To me i have come to a realisation that the more turbulences we experience in life the more experience and knowledge we will gain. It is to our benefit actually. If so we have to crash during any of these turbulences; to me it is the will of God that we have to accept. Remember sometimes when a plane crashes there are still survivors found alive and well!

So when we are experiencing turbulences normally in a plane the pilot will light the seat belt sign ON and the flight attendant will switch the cabin lights OFF; if it gets worse, oxygen masks will fall out & at the end we will be asked to bend our body to our knees and brace ourselves to expect the worst.

So comparing that to real life I suppose what we should do when we are experiencing 'turbulence' is perhaps to switch OFF all our future ambitions or projections for the time being and wait until we pass by it. We should go very slow in whatever we do at time like this. In other words we should carry ourselves on Day to Day Basis.

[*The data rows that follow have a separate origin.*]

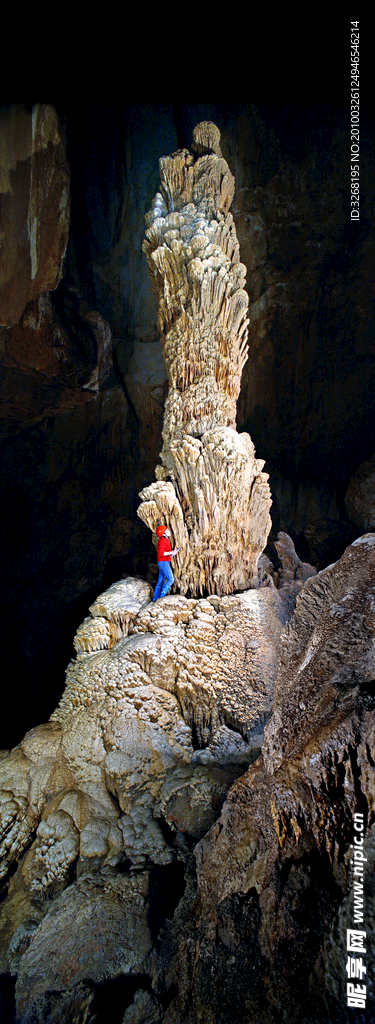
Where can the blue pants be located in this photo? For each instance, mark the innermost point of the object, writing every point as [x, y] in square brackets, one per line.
[165, 580]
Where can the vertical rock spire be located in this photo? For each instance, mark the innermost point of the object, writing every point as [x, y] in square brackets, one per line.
[210, 487]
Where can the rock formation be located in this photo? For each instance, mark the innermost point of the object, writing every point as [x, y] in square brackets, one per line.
[164, 707]
[210, 487]
[102, 806]
[266, 922]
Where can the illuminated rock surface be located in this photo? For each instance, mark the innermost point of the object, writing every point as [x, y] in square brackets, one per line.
[211, 489]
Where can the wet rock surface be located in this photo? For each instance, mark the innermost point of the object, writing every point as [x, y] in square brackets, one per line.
[220, 888]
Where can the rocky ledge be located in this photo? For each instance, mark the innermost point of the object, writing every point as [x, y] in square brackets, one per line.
[155, 847]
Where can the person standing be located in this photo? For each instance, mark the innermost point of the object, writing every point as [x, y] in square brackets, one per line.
[165, 553]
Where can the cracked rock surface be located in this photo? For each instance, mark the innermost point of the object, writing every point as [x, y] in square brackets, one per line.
[162, 710]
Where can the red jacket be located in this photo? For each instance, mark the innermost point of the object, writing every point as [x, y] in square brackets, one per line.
[164, 549]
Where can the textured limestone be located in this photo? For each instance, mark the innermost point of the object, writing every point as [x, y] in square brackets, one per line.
[210, 487]
[160, 714]
[280, 853]
[34, 207]
[69, 948]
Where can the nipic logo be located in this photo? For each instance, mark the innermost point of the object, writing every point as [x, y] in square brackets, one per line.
[356, 968]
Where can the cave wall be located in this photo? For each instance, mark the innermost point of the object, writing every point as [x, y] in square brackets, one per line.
[83, 382]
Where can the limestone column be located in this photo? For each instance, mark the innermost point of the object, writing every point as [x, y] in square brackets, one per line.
[210, 488]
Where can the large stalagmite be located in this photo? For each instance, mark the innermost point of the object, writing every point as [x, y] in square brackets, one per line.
[210, 487]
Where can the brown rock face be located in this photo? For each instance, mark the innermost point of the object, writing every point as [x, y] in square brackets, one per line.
[34, 207]
[211, 488]
[275, 868]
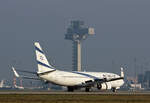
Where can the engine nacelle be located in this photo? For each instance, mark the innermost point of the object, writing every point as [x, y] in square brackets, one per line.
[104, 86]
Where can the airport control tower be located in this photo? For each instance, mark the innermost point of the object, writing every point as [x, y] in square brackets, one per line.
[77, 32]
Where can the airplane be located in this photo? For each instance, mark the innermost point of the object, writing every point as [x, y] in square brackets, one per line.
[73, 80]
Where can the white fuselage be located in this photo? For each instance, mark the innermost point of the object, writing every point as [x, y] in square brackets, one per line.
[77, 78]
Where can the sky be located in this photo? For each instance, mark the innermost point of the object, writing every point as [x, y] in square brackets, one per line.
[122, 34]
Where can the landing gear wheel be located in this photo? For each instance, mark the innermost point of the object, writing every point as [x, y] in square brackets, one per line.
[87, 89]
[70, 89]
[113, 89]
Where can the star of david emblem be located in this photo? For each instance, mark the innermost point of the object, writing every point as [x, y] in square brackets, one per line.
[41, 57]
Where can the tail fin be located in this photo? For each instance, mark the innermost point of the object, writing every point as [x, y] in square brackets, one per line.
[122, 73]
[43, 65]
[15, 72]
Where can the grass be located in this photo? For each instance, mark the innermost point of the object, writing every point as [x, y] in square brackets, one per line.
[74, 98]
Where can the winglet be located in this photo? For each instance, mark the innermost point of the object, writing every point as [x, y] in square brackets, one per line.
[122, 73]
[15, 72]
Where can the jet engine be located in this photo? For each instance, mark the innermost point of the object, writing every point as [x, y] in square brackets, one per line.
[104, 86]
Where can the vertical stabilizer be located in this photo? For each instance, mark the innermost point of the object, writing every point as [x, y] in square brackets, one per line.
[43, 64]
[122, 73]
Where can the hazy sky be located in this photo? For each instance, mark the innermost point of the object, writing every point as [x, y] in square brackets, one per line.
[122, 30]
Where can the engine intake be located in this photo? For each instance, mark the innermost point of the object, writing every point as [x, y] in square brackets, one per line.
[104, 86]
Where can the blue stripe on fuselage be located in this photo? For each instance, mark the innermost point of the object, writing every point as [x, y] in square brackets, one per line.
[87, 75]
[44, 65]
[39, 50]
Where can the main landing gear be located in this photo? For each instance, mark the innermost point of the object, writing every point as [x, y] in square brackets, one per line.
[113, 89]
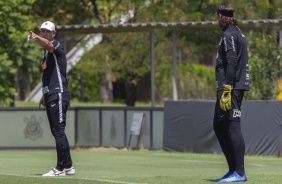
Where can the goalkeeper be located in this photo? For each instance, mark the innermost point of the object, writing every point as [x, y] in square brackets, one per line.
[232, 79]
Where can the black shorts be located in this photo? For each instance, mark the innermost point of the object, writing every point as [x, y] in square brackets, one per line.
[234, 114]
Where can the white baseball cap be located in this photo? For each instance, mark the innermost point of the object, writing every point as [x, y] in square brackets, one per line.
[48, 25]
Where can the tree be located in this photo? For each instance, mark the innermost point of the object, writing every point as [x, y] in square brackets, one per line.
[16, 66]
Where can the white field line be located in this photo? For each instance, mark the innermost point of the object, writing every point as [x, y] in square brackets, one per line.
[61, 177]
[215, 162]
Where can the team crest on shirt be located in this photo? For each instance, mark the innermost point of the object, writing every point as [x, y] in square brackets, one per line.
[33, 129]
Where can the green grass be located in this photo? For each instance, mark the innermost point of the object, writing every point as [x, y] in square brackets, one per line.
[88, 104]
[104, 166]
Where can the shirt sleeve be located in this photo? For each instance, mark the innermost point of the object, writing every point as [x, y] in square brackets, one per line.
[230, 45]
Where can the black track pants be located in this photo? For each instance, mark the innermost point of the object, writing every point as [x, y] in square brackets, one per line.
[56, 107]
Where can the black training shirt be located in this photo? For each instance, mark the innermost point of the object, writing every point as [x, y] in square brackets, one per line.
[54, 67]
[232, 63]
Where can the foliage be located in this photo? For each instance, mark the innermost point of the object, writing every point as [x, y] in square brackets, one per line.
[264, 67]
[15, 55]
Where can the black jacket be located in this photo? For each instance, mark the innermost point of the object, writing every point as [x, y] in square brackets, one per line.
[232, 63]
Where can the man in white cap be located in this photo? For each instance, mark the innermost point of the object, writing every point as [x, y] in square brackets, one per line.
[56, 95]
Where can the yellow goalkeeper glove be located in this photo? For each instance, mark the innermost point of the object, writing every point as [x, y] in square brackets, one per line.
[225, 100]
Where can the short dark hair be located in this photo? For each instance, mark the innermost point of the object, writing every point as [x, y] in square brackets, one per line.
[225, 13]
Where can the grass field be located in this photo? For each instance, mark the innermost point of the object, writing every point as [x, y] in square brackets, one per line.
[104, 166]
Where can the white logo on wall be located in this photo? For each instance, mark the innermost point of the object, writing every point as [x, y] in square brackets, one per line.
[33, 129]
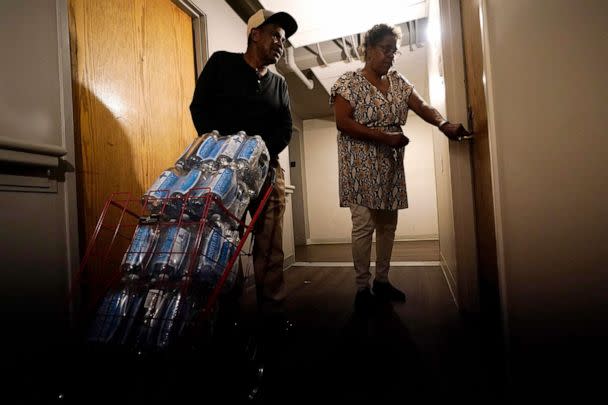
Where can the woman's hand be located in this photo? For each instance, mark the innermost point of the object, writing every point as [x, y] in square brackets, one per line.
[395, 139]
[455, 132]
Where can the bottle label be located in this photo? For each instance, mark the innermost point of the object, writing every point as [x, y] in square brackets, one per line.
[206, 147]
[173, 247]
[163, 184]
[215, 150]
[248, 149]
[140, 246]
[231, 147]
[212, 249]
[188, 182]
[151, 298]
[228, 249]
[222, 183]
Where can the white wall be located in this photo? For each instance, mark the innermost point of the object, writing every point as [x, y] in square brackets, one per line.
[330, 223]
[545, 65]
[226, 31]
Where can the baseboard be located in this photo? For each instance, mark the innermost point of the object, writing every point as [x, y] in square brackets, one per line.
[289, 261]
[449, 278]
[398, 238]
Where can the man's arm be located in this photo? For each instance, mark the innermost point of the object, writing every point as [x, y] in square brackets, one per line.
[281, 135]
[202, 101]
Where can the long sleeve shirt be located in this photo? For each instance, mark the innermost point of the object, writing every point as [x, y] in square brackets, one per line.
[229, 97]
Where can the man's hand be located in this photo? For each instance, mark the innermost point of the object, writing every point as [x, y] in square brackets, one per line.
[455, 132]
[396, 139]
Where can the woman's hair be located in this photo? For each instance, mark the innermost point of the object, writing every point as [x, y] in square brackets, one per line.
[376, 34]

I am experiencing severe turbulence in my life right now. So severe that anytime it may crash! But until i do I am going to do all the necessary within my power to come out of this turbulence. I am not ready to land yet and I believe my destination is a long way to reach. So for those who know me would surely realise that i have been missing in action for a while. I am still around and keeping hard to stay afloat. At the moment my 'seat belt' sign's light is ON and all other 'cabin lights' are OFF. Maybe in a week or so my 'oxygen mask' will come down and I may have to brace myself. At the moment no sign that the 'turbulence' will slow down so I am still hoping for the best. Insya Allah! So for those who do know me personally I sincerely apologise for being missing in action. God willing we shall meet again in the near future.

Anyway I think it is not too late to wish everyone SELAMAT HARI RAYA 'AIDILFITRI. MAAF ZAHIR BATIN. May all the blessings be with everybody.